Speakers

QotD: What is Speaker Break-In or Burn-In?


You may have heard of speaker break-in or burn-in. This is the concept that a speaker needs to be used for a certain period of time in order to “sound right.” We’ve all experienced this with clothes. Shoes need to be worn for a while before they start to fit correctly. On the way to breaking-in, shoes may cause discomfort, pain, blisters, and more. You may find after wearing them for a while, that they are never going to fit correctly. Can that happen to speakers? Do speakers need a break-in period in order to sound right?

Answer: No.

Explanation of the Speaker Break-In Rhetoric

The driver is the only thing within a speaker that could conceivably “break-in.” The drivers within the speaker are the only moving parts in the whole system. Within the drivers, there are very few actual moving parts. The two that could burn-in are the surround and the spider.

The surround is the foam part around the outside of the cone material. The job of the surround is to, mostly, keep dust out of the inside of the driver. The spider is the suspension of the driver. It keeps the voice coil centered both axially and front to back, within the gap of the magnet, and keeps it centered there. It essentially keeps the driver material so that, at rest, it is centered front to back and axially.

These two pieces are really the only parts that can be changed with movement. The force that moves the voice coil is magnetic and therefore can’t be changed by time and use. It can be broken by misuse, but the function shouldn’t change over time if the driver is used within tolerances.

The belief (as it has nothing to do with science) is that the suspension is rigid when it leaves the manufacturing line.
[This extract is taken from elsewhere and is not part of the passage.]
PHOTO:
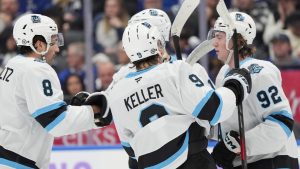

It needs time to loosen up in order to get to its optimum performance range. The rule of thumb a speaker needs to play some sort of noise (white, pink, ZZ Top) for anywhere from 20 to 100 hours before they achieve “burn-in.”

There have been highly technical articles written on the topic, but let me simplify them for you. Any measurable changes to the surround and spider take less than a second to happen and don’t need to happen again. This means, the very first time the driver is used, there will be a slight loosening of the spider and surround. After that, it will not change. That is the speaker break-in that people are saying should happen. This means it happened long before they ever really started listening to their speakers.

Anecdotal Evidence that Speaker Break-In doesn’t Happen

There are a few things we can look at as proof that the only break-in or burn-in doesn’t happen at the speaker, it happens within the person. First, those that report burn-in often give a specific time period within which it happens. They report that after this period of time (sometimes weeks or months of playing white noise) the speaker somehow sounds different (usually better, often in the bass region). After that…nothing. No change.

So, what is happening here? Is the speaker really changing or is it something else?

Breaking in of the Ear

The process here is fairly simple to understand. The person (usually a reviewer) has a set of speakers in their system. They get in another set and find them somehow “off.” This is very likely attributable to the new speakers simply sounded different than their current speakers. Once they put them in “time out” for a while, suddenly, they sound better.

That difference in the timbre of the speakers can be a combination of many things. These types of reviews are usually made by audiophile publications that eschew room treatments, subwoofers, room correction, and other proven ways to optimize the sound in your room. Room acoustics, in particular, can have a massive effect on how a speaker sounds. So, when the reviewer gets a new speaker, they not only sound different by design, but the room is having a massive effect on how they sound.

Have you listened to the same song on two different systems in short order? Listened to a song on your computer speakers and then your headphones? Maybe your car and then in your house? Did they sound the same? Of course not! And that difference is usually perceived as “bad” at first. But, a few minutes later, you forget about the differences and just go back to enjoying the music.

This is speaker break-in. It happens at the reviewer’s head. Not at the speaker.

Does Speaker Break-In End?

Continuing this line of reasoning, if a speaker takes weeks or months to burn-in, does that process stop after that time period? Surely whatever is taking weeks to loosen up continues to stretch as the speaker is used? So why don’t we read any reviews about speakers that are “too” broken-in? Why don’t people with 20-year-old speakers complain that their speakers have become burned-in to the point that they are too bassy?

It doesn’t happen because the speaker wasn’t the place where the break-in happened.

Conclusion

Spend a moment thinking about how a speaker works, and you’ll realize that a driver that needs its suspension stretched is a terrible design. Drivers have to move in and out sometimes thousands of times a second. To continue to perform optimally, they need to operate within tolerances that would ensure that the movement would not change how the driver acts. That includes the rigidity of the suspension. It should not be pushed so far as to change or break-in. If it is, it could damage the suspension.

And then the speaker would truly be broken-in. And if you keep pushing, you’ll probably experience some burning as well.


2 Comments on QotD: What is Speaker Break-In or Burn-In?

  1. Matt

    I’m loving these no-BS articles. Keep it up, Tom, and good luck on the website! I heard about it while listening to AV Rant, which I love, but need to take a break once in a while from the subwoofer talk to read about more general audio topics like found on here.